The Ring, Rain, and Rhododendrons

The Ring, Rain, and Rhododendrons

Rain and storms are forecast for NW Arkansas and lightning flares in the distance. I’m pretty sure it is raining in Ireland, too, where St. Patrick’s Day originated. They may not have the thunder and lightning, though. While I was there, rain was sometimes hard but never stormy.  Each day of my visit to Ireland is a memory I store away and bring out now and then, as I do this morning.

 Our tour group’s leader, Charlie Foster, begins each of our days of sight-seeing with a devotional. He waits until everyone is on the tour bus including Bill, our driver. Then he reads a devotional, prays, and we sing a short chorus. Sheep proliferate on Ireland’s lush grasslands. Owners mark them with colors so it’s not unusual to see a sheep with a large amount of pink or another color on its wool. The color can be easily washed off. Just as the color identifies the sheep, love identifies the Christian and marks us as Christ’s own.

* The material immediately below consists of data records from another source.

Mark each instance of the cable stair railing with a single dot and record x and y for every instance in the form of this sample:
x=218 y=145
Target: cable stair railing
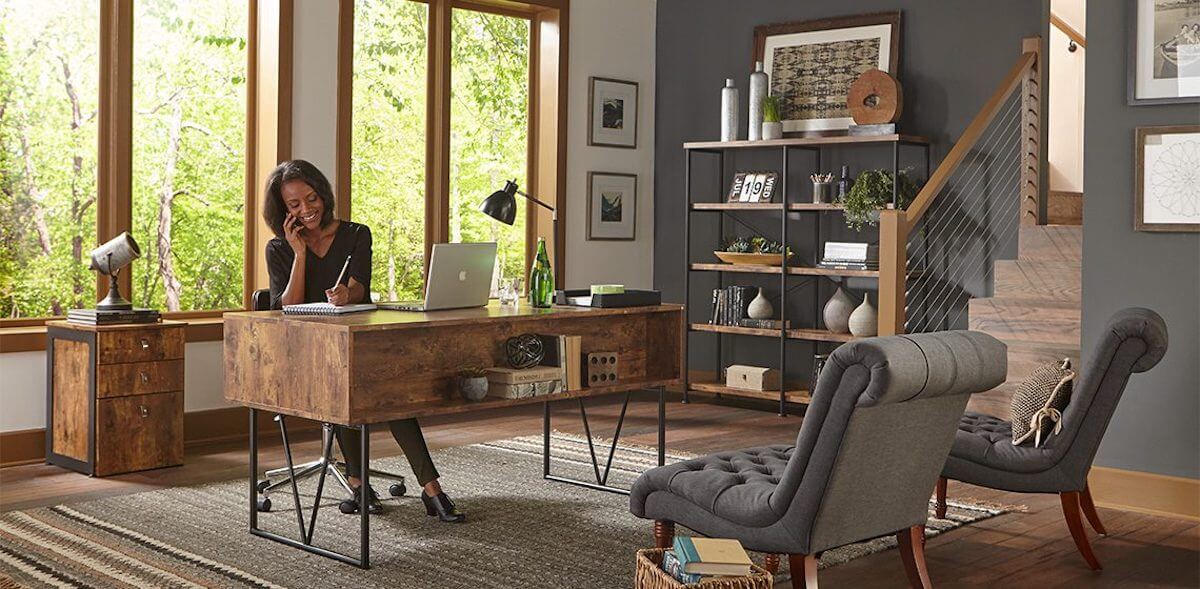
x=939 y=253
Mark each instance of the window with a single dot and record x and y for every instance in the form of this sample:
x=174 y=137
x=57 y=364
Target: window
x=189 y=152
x=388 y=140
x=489 y=128
x=48 y=118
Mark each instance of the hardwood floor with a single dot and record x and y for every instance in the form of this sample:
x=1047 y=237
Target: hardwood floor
x=1031 y=548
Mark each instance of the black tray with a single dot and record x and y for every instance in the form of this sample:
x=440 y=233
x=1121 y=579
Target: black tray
x=628 y=299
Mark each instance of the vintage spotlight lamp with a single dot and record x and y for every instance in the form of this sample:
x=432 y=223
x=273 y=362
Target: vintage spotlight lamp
x=109 y=259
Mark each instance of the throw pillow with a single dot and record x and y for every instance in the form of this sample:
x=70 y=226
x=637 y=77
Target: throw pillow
x=1039 y=401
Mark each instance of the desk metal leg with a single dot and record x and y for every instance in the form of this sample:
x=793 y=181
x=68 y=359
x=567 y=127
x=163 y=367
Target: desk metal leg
x=305 y=544
x=601 y=482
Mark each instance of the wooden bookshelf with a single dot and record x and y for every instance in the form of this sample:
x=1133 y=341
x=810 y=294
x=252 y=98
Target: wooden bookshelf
x=810 y=142
x=777 y=270
x=810 y=335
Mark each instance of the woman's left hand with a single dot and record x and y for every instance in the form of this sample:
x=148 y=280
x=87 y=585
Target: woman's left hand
x=339 y=295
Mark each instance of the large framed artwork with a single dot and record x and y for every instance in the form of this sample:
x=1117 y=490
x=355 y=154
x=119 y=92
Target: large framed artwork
x=612 y=113
x=811 y=65
x=1164 y=52
x=1168 y=179
x=612 y=205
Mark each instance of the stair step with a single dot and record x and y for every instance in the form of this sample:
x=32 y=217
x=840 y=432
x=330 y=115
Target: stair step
x=1057 y=281
x=1051 y=242
x=1029 y=320
x=1065 y=208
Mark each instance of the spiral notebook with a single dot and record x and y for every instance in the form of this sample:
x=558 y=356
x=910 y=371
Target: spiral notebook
x=324 y=308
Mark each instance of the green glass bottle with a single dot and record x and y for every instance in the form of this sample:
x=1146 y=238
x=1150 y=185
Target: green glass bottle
x=541 y=278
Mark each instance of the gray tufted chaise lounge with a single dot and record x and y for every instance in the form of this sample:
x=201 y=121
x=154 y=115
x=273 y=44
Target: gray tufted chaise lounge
x=873 y=442
x=983 y=454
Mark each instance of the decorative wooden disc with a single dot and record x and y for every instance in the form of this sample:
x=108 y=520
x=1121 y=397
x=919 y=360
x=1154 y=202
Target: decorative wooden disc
x=875 y=98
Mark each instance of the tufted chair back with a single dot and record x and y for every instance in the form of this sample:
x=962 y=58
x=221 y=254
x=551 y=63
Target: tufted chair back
x=877 y=431
x=1133 y=341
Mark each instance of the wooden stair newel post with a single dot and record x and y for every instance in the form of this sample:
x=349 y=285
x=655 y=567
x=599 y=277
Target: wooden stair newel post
x=893 y=262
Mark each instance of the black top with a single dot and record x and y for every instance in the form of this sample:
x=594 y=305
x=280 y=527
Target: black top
x=321 y=272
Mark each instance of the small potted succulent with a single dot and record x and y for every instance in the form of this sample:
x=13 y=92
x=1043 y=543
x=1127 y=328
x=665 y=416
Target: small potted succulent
x=473 y=383
x=772 y=127
x=871 y=192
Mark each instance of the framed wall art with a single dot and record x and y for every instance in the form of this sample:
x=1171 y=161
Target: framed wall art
x=1167 y=196
x=612 y=113
x=612 y=205
x=811 y=65
x=1164 y=52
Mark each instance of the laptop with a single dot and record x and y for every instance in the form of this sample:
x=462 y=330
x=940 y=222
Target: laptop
x=460 y=277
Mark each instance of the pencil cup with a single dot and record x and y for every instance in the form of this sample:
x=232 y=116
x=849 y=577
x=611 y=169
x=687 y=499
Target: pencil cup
x=822 y=192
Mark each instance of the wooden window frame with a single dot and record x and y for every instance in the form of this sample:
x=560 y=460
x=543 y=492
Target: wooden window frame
x=546 y=157
x=114 y=166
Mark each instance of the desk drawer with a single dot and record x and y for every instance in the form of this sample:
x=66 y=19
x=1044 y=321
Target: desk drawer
x=139 y=432
x=138 y=378
x=139 y=344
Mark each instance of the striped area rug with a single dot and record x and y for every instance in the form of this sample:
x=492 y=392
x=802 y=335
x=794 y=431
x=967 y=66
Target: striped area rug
x=523 y=532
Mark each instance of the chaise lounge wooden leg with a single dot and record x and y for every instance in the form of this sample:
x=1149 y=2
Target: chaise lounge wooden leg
x=940 y=492
x=1090 y=511
x=804 y=571
x=664 y=533
x=912 y=552
x=1073 y=511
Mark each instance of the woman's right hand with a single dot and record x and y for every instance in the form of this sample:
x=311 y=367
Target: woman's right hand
x=292 y=229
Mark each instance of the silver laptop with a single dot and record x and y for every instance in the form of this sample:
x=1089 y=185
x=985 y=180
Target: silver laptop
x=460 y=276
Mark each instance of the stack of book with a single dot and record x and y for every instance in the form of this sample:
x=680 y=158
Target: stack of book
x=97 y=317
x=522 y=383
x=730 y=306
x=691 y=559
x=567 y=354
x=850 y=256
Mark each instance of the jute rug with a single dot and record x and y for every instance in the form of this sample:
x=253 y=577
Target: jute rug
x=523 y=532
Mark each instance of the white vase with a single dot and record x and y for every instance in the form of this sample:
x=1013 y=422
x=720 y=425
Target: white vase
x=837 y=312
x=729 y=112
x=760 y=307
x=757 y=90
x=864 y=320
x=772 y=130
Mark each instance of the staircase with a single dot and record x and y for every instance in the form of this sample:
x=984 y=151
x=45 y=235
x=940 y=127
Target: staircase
x=1035 y=308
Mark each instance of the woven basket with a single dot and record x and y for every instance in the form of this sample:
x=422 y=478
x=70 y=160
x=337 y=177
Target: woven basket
x=651 y=576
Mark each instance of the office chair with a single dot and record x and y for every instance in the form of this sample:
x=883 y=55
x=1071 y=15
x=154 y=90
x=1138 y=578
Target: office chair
x=262 y=301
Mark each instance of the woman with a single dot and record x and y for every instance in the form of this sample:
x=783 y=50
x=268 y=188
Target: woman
x=305 y=260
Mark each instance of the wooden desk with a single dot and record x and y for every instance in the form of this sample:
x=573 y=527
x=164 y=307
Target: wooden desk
x=372 y=367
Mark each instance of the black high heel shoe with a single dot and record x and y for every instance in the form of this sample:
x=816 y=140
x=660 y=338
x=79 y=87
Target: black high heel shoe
x=442 y=506
x=352 y=505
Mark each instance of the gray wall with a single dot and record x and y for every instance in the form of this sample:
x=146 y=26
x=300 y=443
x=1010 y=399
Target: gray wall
x=952 y=58
x=1157 y=426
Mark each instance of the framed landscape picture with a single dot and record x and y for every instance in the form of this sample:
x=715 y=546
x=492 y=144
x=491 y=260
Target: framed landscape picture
x=1168 y=179
x=1164 y=52
x=612 y=205
x=612 y=113
x=810 y=65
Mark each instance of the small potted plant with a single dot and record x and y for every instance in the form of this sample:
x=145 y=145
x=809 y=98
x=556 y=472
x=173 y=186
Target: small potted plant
x=772 y=127
x=871 y=192
x=473 y=383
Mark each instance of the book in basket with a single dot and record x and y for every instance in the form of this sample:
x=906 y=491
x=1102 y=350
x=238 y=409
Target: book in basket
x=712 y=556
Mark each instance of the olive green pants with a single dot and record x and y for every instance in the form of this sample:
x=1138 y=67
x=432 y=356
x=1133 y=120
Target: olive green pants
x=411 y=439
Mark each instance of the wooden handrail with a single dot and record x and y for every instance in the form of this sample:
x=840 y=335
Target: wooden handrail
x=969 y=138
x=1078 y=37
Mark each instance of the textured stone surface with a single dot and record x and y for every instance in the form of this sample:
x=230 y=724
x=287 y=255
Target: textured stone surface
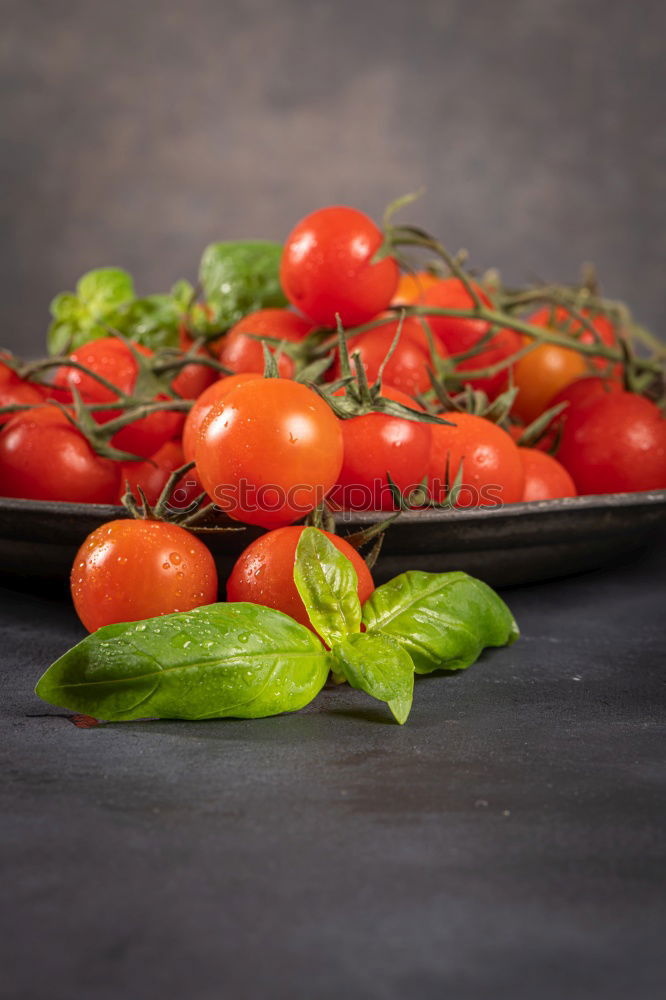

And Christ’s love cannot be washed off.

“How’s the weather on the Ring?” people ask each other as the bus pulls out of the parking lot. They are referring to the Ring of Kerry, a tourist’s route of 179 km. in Ireland’s Southwest. It is a circular route from Killarney to Kenmare, around the Iversleigh Peninsula, Killgorlin, the village of Sneem, Waterville, Cahersiveen, and Glenbeigh. Then, back to the starting point of Killarney. Those names represent some breath-taking scenery. The road our bus travels is narrow and winding, up one steep, steep hill and down into a valley, up another hill, around a blind curve with a rocky cliff on one side and an abrupt drop on the other. There’s Ladies’ View, where Queen Victoria and her ladies-in-waiting stopped in 1861 to view the lakes. There’s Ross Castle and Moll’s Gap.

Gorse grows on the hillsides. It is rust-red now but turns yellow later. We pass a lovely area (aren’t all the places lovely?) called Black Valley. It gets dark sooner here than in other parts and this was the last place to get electricity. Hawthorne bushes and fuschia crowd the roadway. Rhododendrons are towering shrubs and, although their blooming season is past, the purple blossoms must be spectacular in June. The plant is so pervasive that the Irish consider it a pest and have to cut it back to keep it from taking over.

In the town of Sneem, I find a small shop that sells things made with Irish wool. (By the way, one of the impressive things about Ireland is that in all the shops, the souvenirs are made in Ireland.) The owner of the shop sits at the back, bent over a spool onto which he is winding wool. He is a thin, dark man, wearing a wool beret. It is difficult to understand his dialect, and I suppose he is Irish but no! He is from France and has been in Ireland forty-five years.

In Sneem, the Irish Sea pounds against the rocky shore and houses perch close. Only a rugged waterfront and a street separate the shops from the foaming Sea. It is here that Charlie Chaplin had a home. The house is for sale now. Other celebrities live or have lived  along the Ring of Kerry. We pass a neat, fenced area owned by Daniel Day Lewis.

On one of the mountain tops, a young man and woman, a burro, a dog, and some puppies have set up shop. The idea is that tourists will want to snap pictures and  put a few Euros into his small kettle. 

Although the area is spectacular, in contrast are the bogs. Men cut peat from the bogs which they sell or use for fuel. Only thing is, the bogs can be a place of danger and intrigue. Things and people disappear into the bogs, perhaps not to be discovered until centuries later. Ireland is a fascinating place of contrasts and unforgettable legends and beauty.